A 70-year-old civil rights lawyer was sentenced Thursday to 10 years in prison in a terrorism case by a judge who boosted her original sentence by nearly eight years after concluding she lied to a jury and lacked remorse.
"I'm somewhat stunned," Lynne Stewart told U.S. District Judge John G. Koeltl after he announced the sentence for her conviction for letting a jailed Egyptian sheik communicate with his radical followers despite restrictions in place to prevent it.
The sentence, nearly four times longer than the two-year, four-month sentence she originally received in 2006, left Stewart sobbing in her prison uniform after Koeltl described his reasons for increasing the prison time significantly.

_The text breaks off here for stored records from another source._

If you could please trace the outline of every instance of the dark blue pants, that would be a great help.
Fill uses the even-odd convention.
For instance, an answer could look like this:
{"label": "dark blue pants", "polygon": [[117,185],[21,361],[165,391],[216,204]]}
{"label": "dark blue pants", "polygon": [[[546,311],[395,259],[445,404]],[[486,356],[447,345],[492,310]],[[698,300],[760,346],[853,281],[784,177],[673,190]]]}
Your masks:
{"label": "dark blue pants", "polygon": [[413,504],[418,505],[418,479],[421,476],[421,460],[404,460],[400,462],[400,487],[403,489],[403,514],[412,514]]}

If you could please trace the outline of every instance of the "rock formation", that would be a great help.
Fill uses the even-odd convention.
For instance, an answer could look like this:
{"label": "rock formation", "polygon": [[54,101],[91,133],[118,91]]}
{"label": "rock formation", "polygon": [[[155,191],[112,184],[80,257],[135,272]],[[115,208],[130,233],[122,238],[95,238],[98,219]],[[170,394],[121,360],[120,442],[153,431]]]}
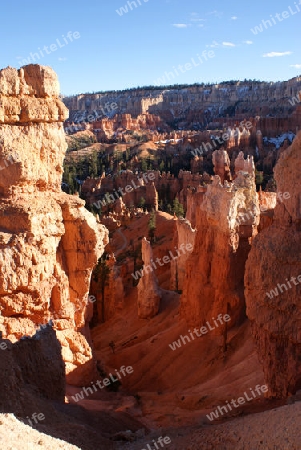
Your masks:
{"label": "rock formation", "polygon": [[197,233],[186,263],[181,315],[189,324],[201,325],[229,314],[233,326],[245,318],[244,267],[259,222],[254,178],[239,172],[233,183],[222,185],[215,176],[196,211]]}
{"label": "rock formation", "polygon": [[64,402],[65,367],[51,326],[15,344],[0,337],[0,348],[0,411],[24,414],[34,396]]}
{"label": "rock formation", "polygon": [[188,220],[177,219],[174,248],[178,250],[177,259],[170,263],[170,289],[182,290],[186,276],[186,262],[194,247],[196,230],[192,229]]}
{"label": "rock formation", "polygon": [[230,171],[230,159],[226,150],[215,150],[212,153],[212,162],[214,165],[214,173],[215,175],[218,175],[220,177],[222,183],[224,183],[225,180],[232,180]]}
{"label": "rock formation", "polygon": [[248,172],[252,177],[255,176],[255,165],[253,156],[247,156],[245,159],[243,152],[239,152],[237,158],[235,159],[235,176],[238,175],[239,171]]}
{"label": "rock formation", "polygon": [[[292,129],[294,122],[287,119],[293,107],[288,102],[289,98],[298,95],[301,89],[301,77],[292,78],[281,83],[266,82],[237,82],[234,84],[221,83],[207,86],[187,86],[183,89],[133,89],[129,91],[107,92],[103,94],[86,94],[64,98],[64,102],[70,110],[70,120],[75,122],[88,121],[89,115],[97,113],[98,117],[112,117],[118,113],[119,122],[127,122],[131,126],[132,119],[129,114],[158,116],[152,122],[163,120],[173,123],[175,119],[181,119],[181,126],[193,129],[196,124],[202,127],[210,121],[214,123],[226,123],[231,125],[233,118],[226,116],[229,109],[235,111],[236,118],[240,120],[247,116],[260,114],[263,121],[270,121],[280,131],[277,124],[278,116],[285,118],[283,123],[285,130]],[[107,105],[110,105],[108,108]],[[111,108],[112,105],[112,108]],[[113,105],[116,109],[113,110]],[[259,107],[260,105],[260,107]],[[189,111],[184,116],[184,111]],[[265,117],[273,113],[274,117]],[[122,114],[123,116],[120,116]],[[223,117],[224,115],[224,117]],[[103,122],[106,119],[103,119]],[[115,120],[115,118],[114,118]],[[142,126],[145,119],[140,120]],[[213,123],[214,121],[214,123]],[[103,125],[105,126],[105,125]],[[161,126],[161,124],[160,124]],[[288,128],[287,128],[288,127]],[[110,128],[110,126],[108,127]],[[211,126],[211,129],[215,129]],[[294,128],[295,131],[295,128]],[[265,127],[263,132],[265,133]]]}
{"label": "rock formation", "polygon": [[301,133],[276,165],[274,221],[254,240],[246,264],[247,315],[269,395],[277,397],[301,388],[300,170]]}
{"label": "rock formation", "polygon": [[107,233],[61,192],[68,112],[58,95],[48,67],[0,72],[0,330],[16,341],[53,318],[67,380],[81,383],[93,374],[81,330]]}
{"label": "rock formation", "polygon": [[105,322],[114,316],[117,310],[121,310],[124,300],[123,282],[120,276],[120,267],[115,265],[116,259],[111,254],[106,260],[107,282],[104,286],[104,299],[100,298],[102,293],[98,293],[98,320]]}
{"label": "rock formation", "polygon": [[161,290],[152,266],[153,251],[149,241],[142,239],[143,274],[137,286],[138,317],[151,319],[158,314],[161,300]]}

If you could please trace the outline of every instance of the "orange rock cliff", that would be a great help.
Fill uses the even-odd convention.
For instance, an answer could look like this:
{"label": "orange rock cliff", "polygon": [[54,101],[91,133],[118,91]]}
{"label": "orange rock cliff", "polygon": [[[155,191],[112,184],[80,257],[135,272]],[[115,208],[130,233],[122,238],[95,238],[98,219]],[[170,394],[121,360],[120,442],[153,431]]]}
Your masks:
{"label": "orange rock cliff", "polygon": [[78,384],[93,376],[85,318],[107,231],[61,192],[68,111],[53,70],[1,70],[0,95],[0,331],[14,342],[53,319]]}

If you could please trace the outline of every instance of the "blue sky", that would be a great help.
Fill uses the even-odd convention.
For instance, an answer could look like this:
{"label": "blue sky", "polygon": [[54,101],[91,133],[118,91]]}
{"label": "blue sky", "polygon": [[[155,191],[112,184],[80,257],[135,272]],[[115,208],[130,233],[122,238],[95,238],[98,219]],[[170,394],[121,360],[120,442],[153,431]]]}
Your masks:
{"label": "blue sky", "polygon": [[[181,84],[301,73],[301,0],[135,2],[132,9],[126,0],[5,2],[1,67],[19,68],[24,59],[49,65],[65,95],[159,84],[164,76],[166,84]],[[260,24],[263,31],[254,34]],[[71,42],[68,32],[79,37]],[[43,57],[33,61],[39,49]]]}

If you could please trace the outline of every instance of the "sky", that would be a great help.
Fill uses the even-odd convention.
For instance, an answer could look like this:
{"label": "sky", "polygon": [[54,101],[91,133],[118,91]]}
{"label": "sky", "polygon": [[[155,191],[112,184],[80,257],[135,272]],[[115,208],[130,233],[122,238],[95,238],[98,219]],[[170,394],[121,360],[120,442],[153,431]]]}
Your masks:
{"label": "sky", "polygon": [[301,0],[13,0],[1,16],[1,68],[51,66],[63,95],[301,73]]}

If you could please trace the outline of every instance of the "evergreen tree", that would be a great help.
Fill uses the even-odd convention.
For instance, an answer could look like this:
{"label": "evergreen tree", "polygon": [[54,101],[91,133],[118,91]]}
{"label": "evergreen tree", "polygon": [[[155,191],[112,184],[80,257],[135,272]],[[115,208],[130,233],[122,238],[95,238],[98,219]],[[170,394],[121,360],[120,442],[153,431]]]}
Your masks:
{"label": "evergreen tree", "polygon": [[172,210],[177,217],[184,217],[183,205],[179,202],[179,200],[177,198],[175,198],[173,201]]}
{"label": "evergreen tree", "polygon": [[150,242],[155,242],[155,232],[156,232],[156,213],[153,210],[150,213],[150,218],[148,222],[148,237],[150,238]]}

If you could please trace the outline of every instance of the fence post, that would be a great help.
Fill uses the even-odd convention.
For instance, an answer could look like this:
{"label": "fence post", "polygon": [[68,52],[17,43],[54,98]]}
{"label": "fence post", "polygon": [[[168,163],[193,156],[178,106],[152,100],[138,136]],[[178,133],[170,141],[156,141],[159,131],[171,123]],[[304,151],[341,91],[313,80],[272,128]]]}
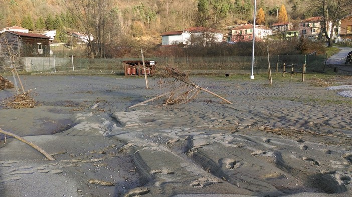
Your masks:
{"label": "fence post", "polygon": [[277,56],[277,62],[276,62],[276,76],[279,70],[279,56]]}
{"label": "fence post", "polygon": [[55,68],[55,56],[53,56],[54,58],[54,72],[56,72],[56,68]]}
{"label": "fence post", "polygon": [[305,64],[303,64],[302,68],[302,82],[304,82],[304,75],[305,74]]}

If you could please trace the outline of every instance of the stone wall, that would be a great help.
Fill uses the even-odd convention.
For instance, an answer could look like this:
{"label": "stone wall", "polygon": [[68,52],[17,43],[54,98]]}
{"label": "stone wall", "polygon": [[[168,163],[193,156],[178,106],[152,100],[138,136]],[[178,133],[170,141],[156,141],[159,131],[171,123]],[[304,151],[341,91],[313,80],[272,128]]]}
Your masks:
{"label": "stone wall", "polygon": [[23,70],[28,72],[54,72],[55,68],[69,66],[71,64],[71,58],[21,58],[20,64],[24,66]]}

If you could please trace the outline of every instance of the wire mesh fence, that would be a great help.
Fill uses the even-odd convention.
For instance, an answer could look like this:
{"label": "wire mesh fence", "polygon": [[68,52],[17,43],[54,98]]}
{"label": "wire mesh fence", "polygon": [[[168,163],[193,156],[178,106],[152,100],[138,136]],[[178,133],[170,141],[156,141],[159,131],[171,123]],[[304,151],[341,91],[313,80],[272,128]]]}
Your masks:
{"label": "wire mesh fence", "polygon": [[[279,70],[278,72],[282,72],[285,63],[286,65],[305,64],[307,72],[319,72],[323,71],[326,59],[325,56],[317,56],[316,54],[271,56],[269,60],[267,56],[255,56],[253,69],[254,73],[265,72],[267,72],[270,64],[272,72],[275,72],[277,66]],[[26,62],[25,64],[29,65],[25,65],[25,67],[31,67],[31,72],[85,70],[86,72],[119,74],[124,72],[122,62],[130,60],[93,60],[74,56],[56,59],[53,58],[34,58],[31,59],[30,62]],[[141,60],[141,59],[134,60]],[[170,66],[194,74],[250,73],[252,70],[251,56],[156,58],[147,60],[155,61],[157,70],[158,68]]]}

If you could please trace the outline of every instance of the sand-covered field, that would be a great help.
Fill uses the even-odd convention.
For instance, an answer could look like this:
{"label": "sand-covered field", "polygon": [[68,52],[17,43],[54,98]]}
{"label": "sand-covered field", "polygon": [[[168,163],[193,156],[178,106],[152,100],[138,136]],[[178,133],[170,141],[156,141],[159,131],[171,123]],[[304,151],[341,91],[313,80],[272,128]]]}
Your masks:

An appeals court had ordered a new sentencing, saying the terrorism component of the case needed to be considered, along with whether she committed perjury at her trial. The court said it had "serious doubts" whether her original sentence was reasonable.
The judge said public comments Stewart made after her first sentencing showed him that the "original sentence was not sufficient."
He said she showed "a lack of remorse for conduct that was both illegal and potentially lethal."
Outside court after her original sentence, Stewart said she could do the prison time standing on her head.
Koeltl found that Stewart "willfully testified falsely at the trial" on numerous points, including in telling jurors she did not make Egyptian Sheik Omar Abdel-Rahman available to his followers and did not violate government rules meant to silence the sheik because lawyers worked in a "bubble" in which the government understood the rules were relaxed.